Kali ini aku tidak merasa canggung
lagi, tidak seperti beberapa waktu lalu.
"Eh Halo Bu Nes," balas Tatiana agak
panik entah karena apa.
"Kenapa kok gitu?" tanyaku curiga.
Tatiana nampak gugup, perempuan itu
meremas jari-jari tangannya. Seperti
ada sesuatu yang dia sembunyikan.
Apakah ini berhubungan dengan Mas
Adi?
"Eh, enggak," balasnya cepat namun
masih dengan nada yang begitu panik.
Aku seperti mencium-cium bau
kebohongan di sini.
"Mas Adi ada kan?" tanyaku.
"Eh iya ada di dalam pak Adinya Bu
ehm tapi-"
Kan, langsung panik gitu.
"Tapi kenapa?"
Aku mencoba untuk tidak langsung
beriari untuk mendobrak pintu
ruangan Mas Adi saking penasaran
dengan apa yang terjadi di sini.
Tiba-tiba terlintas pikiran aneh.
"Apa Mas Adi lagi solo itu?" tanyaku
tiba-tiba,
Kali ini Tatiana lebih melototkan.
matanya, mungkin tidak percaya
dengan pertanyaanku.
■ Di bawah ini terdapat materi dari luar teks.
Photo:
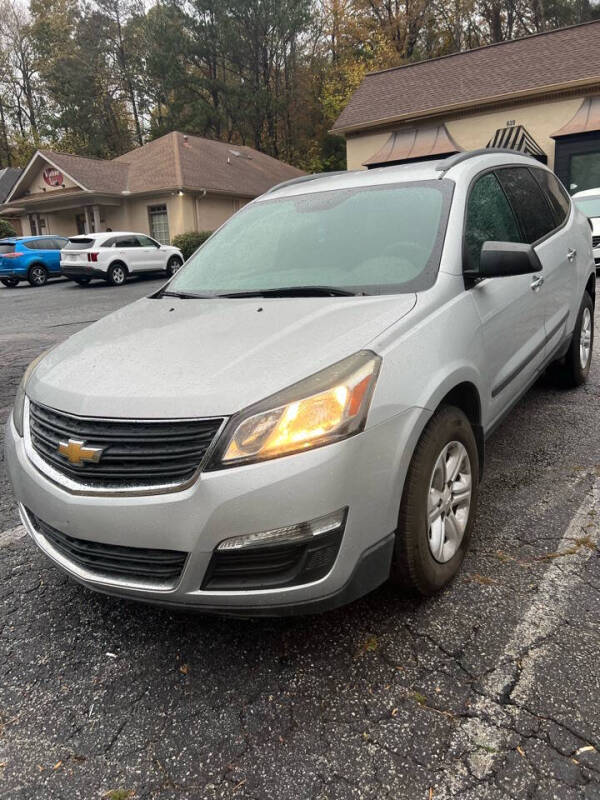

Astaga, selesai
berucap
aku malah merasa malu
dengan perkataanku.
"Enggak kok Bu."
"Pak Adi lagi interview calon karyawan.
baru," jawabnya..
"Terus apa masalahnya kamu kok
panik gitu?" tanyaku super heran.
Ya, kalau cuman karyawan baru
kenapa sampai panik gitu kan? Ah
atau jangan-jangan.
"Karyawan perempuan ya?" tanyaku
dengan nada datar.
Tatiana menunduk lalu
menganggukkan kepalanya.
Ah ternyata itu.
Tatiana panik karena mungkin takut
aku akan mengamuk atau melakukan
hal-hal mengerikan semacam itu.
Tapi tunggu, karyawan baru kenapa
malah Mas Adi yang interview? Aneh.
"Oh ya udah saya masuk dulu," ucapku
dengan nada begitu tenang.
Aku tidak akan marah kalau misalnya
di dalam tidak terjadi hal-hal
mengerikan. Aku masuk tanpa
mengetuk pintu.
Mas Adi ada di sana sedang berbicara
serius dengan seorang wanita yang
sedang membelakangi ku.
"Permisi, maaf menganggu ya," ucapku
pelan.
Mas Adi menoleh dan melototkan
matanya seperti orang panik sama
seperti yang ditunjukkan Tatiana tadi.
Kenapa dengan orang-orang ini?
Hingga perempuan yang ada di depan.
Mas Adi itu berbalik dan kali ini aku
yang melotot mata.
"Friska?!"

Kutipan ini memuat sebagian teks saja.